Ecosyste.ms: Awesome

An open API service indexing awesome lists of open source software.

Awesome Lists | Featured Topics | Projects

https://github.com/kpandey008/DiffuseVAE

Official implementation of "DiffuseVAE: Efficient, Controllable and High-Fidelity Generation from Low-Dimensional Latents"
https://github.com/kpandey008/DiffuseVAE

controllable-generation ddpm diffusion-models generative-model latent-variable-models vae

Last synced: 4 months ago
JSON representation

Official implementation of "DiffuseVAE: Efficient, Controllable and High-Fidelity Generation from Low-Dimensional Latents"

Awesome Lists containing this project

README

        

# DiffuseVAE: Efficient, Controllable and High-Fidelity Generation from Low-Dimensional Latents

This repo contains the official implementation of the paper: [DiffuseVAE: Efficient, Controllable and High-Fidelity Generation from Low-Dimensional Latents](https://arxiv.org/abs/2201.00308) by [Kushagra Pandey](https://kpandey008.github.io/), [Avideep Mukherjee](https://www.cse.iitk.ac.in/users/avideep/), [Piyush Rai](https://www.cse.iitk.ac.in/users/piyush/), [Abhishek Kumar](http://www.abhishek.umiacs.io/)

---
## Overview

DiffuseVAE is a novel generative framework that integrates a standard VAE within a diffusion model by conditioning the diffusion model samples on the VAE generated reconstructions. The resulting model can significantly improve upon the blurry samples generated from a standard VAE while at the same time equipping diffusion models with the low-dimensional VAE inferred latent code which can be used for downstream tasks like controllable synthesis and image attribute manipulation.

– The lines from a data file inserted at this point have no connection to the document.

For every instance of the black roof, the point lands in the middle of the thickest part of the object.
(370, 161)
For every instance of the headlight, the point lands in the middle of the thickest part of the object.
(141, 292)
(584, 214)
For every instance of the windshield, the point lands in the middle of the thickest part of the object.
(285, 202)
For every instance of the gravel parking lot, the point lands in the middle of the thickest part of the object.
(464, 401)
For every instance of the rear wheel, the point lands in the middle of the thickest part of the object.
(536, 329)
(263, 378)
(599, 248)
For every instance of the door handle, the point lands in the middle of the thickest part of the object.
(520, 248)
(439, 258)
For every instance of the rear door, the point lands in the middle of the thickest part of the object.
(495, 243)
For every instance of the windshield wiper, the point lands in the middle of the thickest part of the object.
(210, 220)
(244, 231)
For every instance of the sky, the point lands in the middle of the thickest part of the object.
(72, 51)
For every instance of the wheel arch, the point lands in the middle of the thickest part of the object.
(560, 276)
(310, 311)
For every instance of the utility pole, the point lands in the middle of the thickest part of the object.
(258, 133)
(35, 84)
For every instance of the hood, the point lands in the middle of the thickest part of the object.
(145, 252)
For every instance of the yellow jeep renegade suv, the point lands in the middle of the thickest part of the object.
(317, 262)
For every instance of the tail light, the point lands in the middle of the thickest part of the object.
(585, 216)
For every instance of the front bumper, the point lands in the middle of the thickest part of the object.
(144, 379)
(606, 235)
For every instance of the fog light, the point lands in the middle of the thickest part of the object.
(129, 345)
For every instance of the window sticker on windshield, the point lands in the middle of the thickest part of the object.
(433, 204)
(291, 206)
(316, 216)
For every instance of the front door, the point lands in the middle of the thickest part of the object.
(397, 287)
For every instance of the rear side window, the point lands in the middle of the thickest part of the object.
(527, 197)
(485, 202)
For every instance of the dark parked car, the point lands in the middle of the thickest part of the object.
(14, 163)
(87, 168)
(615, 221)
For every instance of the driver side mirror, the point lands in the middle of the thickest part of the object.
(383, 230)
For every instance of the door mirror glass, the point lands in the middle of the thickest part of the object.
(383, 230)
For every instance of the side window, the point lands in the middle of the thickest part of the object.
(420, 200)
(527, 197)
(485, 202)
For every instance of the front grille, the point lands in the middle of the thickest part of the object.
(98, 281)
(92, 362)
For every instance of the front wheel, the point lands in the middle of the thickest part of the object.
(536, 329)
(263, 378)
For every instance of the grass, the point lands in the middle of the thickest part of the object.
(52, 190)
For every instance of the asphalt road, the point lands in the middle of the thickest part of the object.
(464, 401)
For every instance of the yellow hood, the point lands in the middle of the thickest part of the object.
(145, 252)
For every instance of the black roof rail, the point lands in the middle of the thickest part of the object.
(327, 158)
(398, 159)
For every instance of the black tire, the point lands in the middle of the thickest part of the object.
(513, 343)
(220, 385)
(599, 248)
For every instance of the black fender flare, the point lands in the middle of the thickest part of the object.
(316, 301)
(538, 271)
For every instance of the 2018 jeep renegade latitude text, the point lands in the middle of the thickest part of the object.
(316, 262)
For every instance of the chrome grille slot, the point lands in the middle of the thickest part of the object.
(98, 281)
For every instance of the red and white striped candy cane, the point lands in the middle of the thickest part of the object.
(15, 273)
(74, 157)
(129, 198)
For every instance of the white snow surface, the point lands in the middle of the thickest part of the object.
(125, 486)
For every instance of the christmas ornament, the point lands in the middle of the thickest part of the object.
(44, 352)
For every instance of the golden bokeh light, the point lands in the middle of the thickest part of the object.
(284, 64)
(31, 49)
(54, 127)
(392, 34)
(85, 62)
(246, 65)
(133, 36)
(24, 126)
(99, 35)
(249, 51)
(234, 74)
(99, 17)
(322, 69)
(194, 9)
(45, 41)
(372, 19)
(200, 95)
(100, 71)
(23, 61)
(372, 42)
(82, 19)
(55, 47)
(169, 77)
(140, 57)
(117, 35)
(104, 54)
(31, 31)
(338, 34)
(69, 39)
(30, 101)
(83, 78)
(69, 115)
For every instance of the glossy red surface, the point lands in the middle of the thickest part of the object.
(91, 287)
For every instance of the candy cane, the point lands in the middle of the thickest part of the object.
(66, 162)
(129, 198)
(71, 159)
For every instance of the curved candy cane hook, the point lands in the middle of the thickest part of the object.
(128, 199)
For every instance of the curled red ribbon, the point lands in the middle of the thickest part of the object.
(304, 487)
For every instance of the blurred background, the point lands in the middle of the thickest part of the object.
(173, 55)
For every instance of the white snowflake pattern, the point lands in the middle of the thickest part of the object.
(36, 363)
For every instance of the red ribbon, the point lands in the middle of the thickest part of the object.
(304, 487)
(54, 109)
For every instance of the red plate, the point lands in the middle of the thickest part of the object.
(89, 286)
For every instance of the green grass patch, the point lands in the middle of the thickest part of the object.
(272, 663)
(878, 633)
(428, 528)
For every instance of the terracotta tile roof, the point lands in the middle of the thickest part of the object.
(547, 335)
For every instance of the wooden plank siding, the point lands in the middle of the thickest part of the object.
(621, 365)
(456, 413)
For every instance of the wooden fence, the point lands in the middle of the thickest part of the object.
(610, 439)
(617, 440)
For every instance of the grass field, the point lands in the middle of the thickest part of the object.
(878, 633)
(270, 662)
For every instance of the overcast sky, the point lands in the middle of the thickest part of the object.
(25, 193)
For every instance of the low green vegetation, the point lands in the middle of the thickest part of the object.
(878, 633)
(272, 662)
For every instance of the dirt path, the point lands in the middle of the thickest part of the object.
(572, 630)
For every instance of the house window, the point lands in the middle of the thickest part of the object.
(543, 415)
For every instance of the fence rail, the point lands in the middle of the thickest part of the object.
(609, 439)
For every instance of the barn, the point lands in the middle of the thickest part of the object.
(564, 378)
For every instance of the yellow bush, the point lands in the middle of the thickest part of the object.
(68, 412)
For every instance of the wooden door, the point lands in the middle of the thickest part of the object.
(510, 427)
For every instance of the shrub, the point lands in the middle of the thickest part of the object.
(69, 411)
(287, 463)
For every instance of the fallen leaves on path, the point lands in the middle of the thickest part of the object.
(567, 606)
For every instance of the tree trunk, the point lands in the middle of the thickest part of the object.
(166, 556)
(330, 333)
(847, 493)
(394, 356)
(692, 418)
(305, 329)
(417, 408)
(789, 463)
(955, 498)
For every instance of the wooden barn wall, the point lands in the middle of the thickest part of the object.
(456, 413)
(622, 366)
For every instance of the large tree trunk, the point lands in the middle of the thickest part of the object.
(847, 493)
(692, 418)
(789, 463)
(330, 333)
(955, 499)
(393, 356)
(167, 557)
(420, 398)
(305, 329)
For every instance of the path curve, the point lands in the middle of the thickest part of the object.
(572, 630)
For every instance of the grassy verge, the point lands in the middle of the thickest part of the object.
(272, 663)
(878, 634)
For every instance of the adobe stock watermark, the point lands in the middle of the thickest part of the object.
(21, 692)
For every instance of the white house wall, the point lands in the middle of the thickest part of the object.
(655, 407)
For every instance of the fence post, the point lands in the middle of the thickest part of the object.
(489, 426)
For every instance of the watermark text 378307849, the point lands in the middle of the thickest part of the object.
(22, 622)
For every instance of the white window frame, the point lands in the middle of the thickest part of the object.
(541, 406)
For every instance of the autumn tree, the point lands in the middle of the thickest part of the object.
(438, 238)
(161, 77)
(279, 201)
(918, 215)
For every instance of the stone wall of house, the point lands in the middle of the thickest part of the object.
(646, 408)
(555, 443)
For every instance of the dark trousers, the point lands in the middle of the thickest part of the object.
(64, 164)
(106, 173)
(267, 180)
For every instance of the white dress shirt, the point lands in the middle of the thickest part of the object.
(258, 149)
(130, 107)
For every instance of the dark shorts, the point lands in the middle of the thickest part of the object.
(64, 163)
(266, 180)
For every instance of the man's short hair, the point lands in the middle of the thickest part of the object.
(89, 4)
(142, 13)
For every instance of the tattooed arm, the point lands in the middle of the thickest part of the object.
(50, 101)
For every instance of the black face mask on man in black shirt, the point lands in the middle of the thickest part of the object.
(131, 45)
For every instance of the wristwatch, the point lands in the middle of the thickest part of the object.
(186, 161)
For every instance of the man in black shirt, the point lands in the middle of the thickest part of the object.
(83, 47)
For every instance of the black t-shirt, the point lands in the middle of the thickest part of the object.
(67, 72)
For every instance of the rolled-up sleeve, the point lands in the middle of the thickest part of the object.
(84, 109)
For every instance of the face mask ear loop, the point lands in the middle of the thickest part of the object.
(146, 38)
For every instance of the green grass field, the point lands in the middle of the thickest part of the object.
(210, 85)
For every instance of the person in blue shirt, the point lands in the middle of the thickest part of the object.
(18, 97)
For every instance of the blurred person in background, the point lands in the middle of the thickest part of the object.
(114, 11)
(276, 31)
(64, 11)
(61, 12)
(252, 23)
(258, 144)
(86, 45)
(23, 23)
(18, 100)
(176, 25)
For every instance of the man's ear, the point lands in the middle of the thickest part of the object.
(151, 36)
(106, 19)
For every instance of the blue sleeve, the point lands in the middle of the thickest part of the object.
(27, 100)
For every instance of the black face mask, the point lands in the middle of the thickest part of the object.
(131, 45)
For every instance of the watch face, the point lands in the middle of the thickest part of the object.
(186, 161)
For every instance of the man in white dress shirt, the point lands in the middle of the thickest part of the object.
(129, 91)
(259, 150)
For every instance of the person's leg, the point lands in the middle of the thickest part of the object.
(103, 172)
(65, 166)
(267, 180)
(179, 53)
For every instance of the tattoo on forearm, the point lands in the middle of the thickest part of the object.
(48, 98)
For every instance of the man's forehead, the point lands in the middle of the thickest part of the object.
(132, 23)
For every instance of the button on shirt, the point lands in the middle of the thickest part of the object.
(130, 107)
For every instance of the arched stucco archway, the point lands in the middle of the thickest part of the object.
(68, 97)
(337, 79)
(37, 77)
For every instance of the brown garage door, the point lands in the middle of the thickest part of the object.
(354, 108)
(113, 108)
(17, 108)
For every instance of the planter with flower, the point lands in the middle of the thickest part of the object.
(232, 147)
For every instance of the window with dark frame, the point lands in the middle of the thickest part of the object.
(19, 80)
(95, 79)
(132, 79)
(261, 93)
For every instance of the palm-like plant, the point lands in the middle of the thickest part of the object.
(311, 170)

In short, DiffuseVAE presents a generative model which combines the benefits of both VAEs and Diffusion models.

![architecture!](./assets/diffusevae_tmlr-methodology.png)

Our core contributions are as follows:

1. We propose a generic DiffuseVAE conditioning framework and show that our framework can be reduced to a simple *generator-refiner* framework in which blurry samples generated from a VAE are refined using a conditional DDPM formulation.

1. **Controllable synthesis** from a low-dimensional latent using diffusion models.

1. **Better speed vs quality tradeoffs**: We show that DiffuseVAE inherently provides a better speed vs quality tradeoff as compared to standard DDPM/DDIM models on several image benchmarks

1. **State-of-the-art synthesis**: We show that DiffuseVAE exhibits synthesis quality comparable to recent state-of-the-art on standard image synthesis benchmarks like CIFAR-10, CelebA-64 and CelebA-HQ while maintaining access to a low-dimensional latent code representation.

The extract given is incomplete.